Malaysia eyes new, expanding investments from Italy

by S BIRRUNTHA/pic by Muhd Amin Naharul

MALAYSIA is looking for new and expanding investments from Italy, with a particular focus on new growth areas, including digital investments.

Minister in the Prime Minister Department (Economy) Datuk Seri Mustapa Mohamed (picture) said Malaysia recorded a significant 21.7% growth in total trade with Italy last year.

Mustapa added that during the first four months of 2022, Malaysia’s total trade with Italy has increased by almost 30% to about US$1.5 billion (RM6.63 billion) compared to the corresponding period in 2021.

“Malaysia would like to see more Italian investments in our country and in the region. There is no reason why Italy should stop at being only the third-largest European Union (EU) trading partner in Malaysia.

“Malaysia is, of course, proud to be home to a number of Italian investments. As of December, last year, a total of 75 manufacturing projects with Italian participation (valued at US$363.8 million) have been implemented across the country,” Mustapa said in his keynote address at the High-Level Dialogue on Asean-Italy Economic Relations 2022 in Kuala Lumpur today.

These investments have created 4,320 job opportunities for locals, he added.

Currently, Italy is Malaysia’s third-largest global trading partner among the EU member states.

He also highlighted that Italian investments are generally perceived in Malaysia to signify quality investments that create quality jobs for locals.

“Besides that, Italian cultural exports, such as art, music, and football, have only served to further solidify the good reputation that you (Italy) enjoy in our part of the world,” said the minister.

Malaysia and Italy have always enjoyed a longstanding relationship, where its diplomatic ties were first established in 1957 — the year of Malaysia’s independence.

He noted that over the decades, the two countries have effectively cooperated not only in trade and business but also in maintaining that more elusive relationship of enjoying genuine friendly people-to-people ties.

Mustapa reiterated Malaysia’s commitment to achieve carbon neutrality by 2050, promote environmental, social and governance (ESG) investments, and strive toward becoming a more circular economy.

“Of course, I believe we can learn a lot from our Italian friends on this. I note that in February this year, the Italian government amended its constitution to explicitly include protecting the environment as a fundamental principle,” he added.

Meanwhile, Mustapa also said during these unprecedented times, all countries in Asean should take the opportunity to forge even closer ties with each other, and also with neighbouring countries outside the region.

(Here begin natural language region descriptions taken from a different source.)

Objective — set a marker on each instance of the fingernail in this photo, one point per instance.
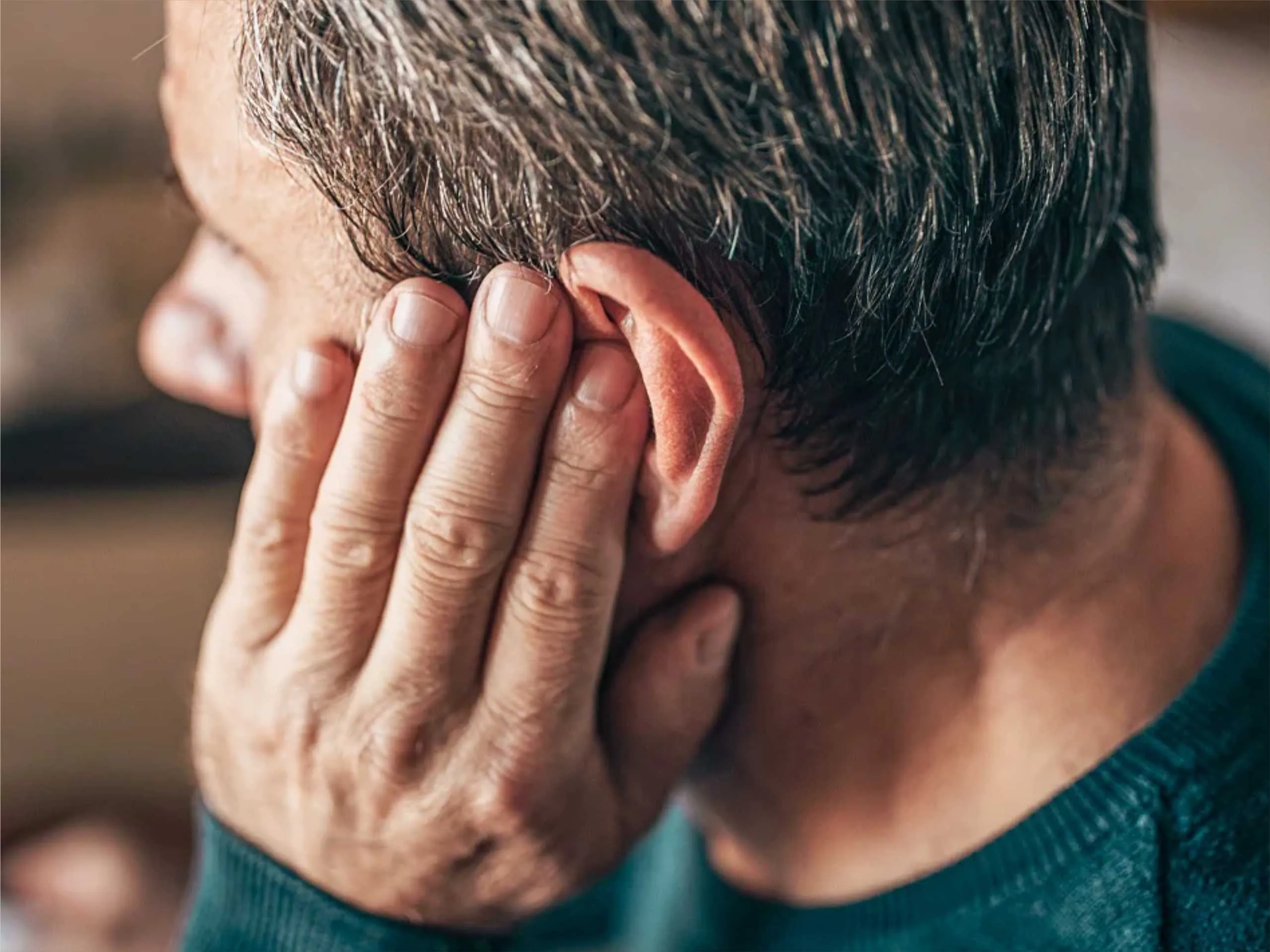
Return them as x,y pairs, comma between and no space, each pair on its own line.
719,636
606,378
520,310
422,321
313,375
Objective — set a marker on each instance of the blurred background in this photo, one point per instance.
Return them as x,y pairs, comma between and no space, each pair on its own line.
117,505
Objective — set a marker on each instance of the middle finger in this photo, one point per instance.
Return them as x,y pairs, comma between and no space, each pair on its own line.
408,366
468,508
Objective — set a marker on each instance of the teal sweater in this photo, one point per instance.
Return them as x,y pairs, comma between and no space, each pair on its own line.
1164,846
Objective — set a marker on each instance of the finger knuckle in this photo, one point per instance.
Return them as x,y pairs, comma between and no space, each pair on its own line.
380,744
355,548
291,440
499,396
393,398
455,541
271,531
551,591
581,475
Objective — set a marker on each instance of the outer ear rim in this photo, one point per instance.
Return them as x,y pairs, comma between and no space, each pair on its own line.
699,334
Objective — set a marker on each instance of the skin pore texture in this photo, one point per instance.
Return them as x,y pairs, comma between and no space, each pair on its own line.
894,703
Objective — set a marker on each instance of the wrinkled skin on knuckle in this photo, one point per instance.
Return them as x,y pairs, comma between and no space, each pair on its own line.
555,592
392,399
502,395
271,530
454,542
291,439
344,546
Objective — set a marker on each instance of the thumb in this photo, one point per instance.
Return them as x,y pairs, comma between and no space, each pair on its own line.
665,696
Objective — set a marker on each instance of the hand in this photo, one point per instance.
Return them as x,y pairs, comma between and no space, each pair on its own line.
399,692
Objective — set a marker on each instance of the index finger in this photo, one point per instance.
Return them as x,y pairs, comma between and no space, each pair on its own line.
551,629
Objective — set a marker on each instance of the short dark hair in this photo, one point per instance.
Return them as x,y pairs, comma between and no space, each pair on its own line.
936,220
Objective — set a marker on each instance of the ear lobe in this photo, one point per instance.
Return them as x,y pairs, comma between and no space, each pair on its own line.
690,371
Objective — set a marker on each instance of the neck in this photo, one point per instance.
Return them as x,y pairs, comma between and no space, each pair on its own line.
897,707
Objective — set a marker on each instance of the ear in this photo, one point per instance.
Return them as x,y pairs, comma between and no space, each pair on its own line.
690,371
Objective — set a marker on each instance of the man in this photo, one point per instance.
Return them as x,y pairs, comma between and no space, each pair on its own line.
842,314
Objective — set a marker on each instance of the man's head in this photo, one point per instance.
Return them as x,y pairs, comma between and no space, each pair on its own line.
933,224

He noted that Asean has a GDP of approximately US$3 trillion and a population of 660 million dominated by a young workforce.

According to the Asean Development Outlook (ADO) Report, the region will be the fourth-biggest economy in the world by 2030 after the US, China, and the EU.

“As long as all of us work together, and implement the Asean Comprehensive Recovery Framework (ACRF), we will come out of this crisis stronger. The ACRF is key to maximising the potential of the intra-Asean market as a means of economic recovery.  

“An open Asean economy unafraid of seizing the opportunities presented by free trade agreements, comprehensive economic partnerships and foreign direct investments, will lead to a more prosperous and stronger Asean community,” he said.

The Asian Development Bank is forecasting Asean’s GDP to expand by 5.2% in 2022 and 5.3% in 2023.

According to Mustapa, the Asean economy expanded by 3% in 2021, and FDIs in the region grew for the third consecutive year in 2021, rising 19% to an all-time high of US$619 billion.

“South-East Asia is an area fast becoming the preferred investment destination of nations all across the world.

“This year, I think I speak for all of us when I say that the region will be able to maintain this growth momentum,” he said.